Analysis of Model Fitting to Data Subsets with Larger Variability in the On Rate
(A) The 17 pMHC variants that comprise the entire data set exhibit a large correlation between KD and koff (R2 = 0.74). By systematically removing a fixed number of pMHC variants, we identified the subset that minimized the KD-koff correlation. For example, we calculated the correlation for all 17 possible subsets of 16 pMHC variants and selected the subset with the smallest KD-koff correlation.
(B) The square of the KD-koff correlation as a function of the number of pMHC variants removed for the subset with the smallest correlation. In this way, we generated data sets with lower KD-koff correlations and hence larger variability in the on rate. Also shown in (B) is the R2 statistic for fits of the KD, koff, molecular flexibility (MF), confinement time (CT), and the combined model (MF+CT) to all subsets considered. Computations for subsets consisting of less than eight pMHC variants did not provide reliable results because the number of parameters approached the number of data points.

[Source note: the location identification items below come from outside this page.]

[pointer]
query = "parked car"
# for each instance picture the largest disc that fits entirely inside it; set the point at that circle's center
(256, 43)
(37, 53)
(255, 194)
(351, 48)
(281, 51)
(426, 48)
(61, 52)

(C and D) The correlations of pMHC potency with KD and koff for the subset of 13 pMHC variants (i.e., when 4 pMHC variants are removed). See Figure 5 for correlations with other models. In Table 2 we report the p values associated with each fit, showing that when removing more than two pMHC variants, correlations with KD and koff are not significant (p > 0.05). Also shown in Table 2 are p values associated with an F-test that determines whether the additional parameter(s) in the CT, MF, and combined model is significant. The fitted parameters from each model are listed in Table S2.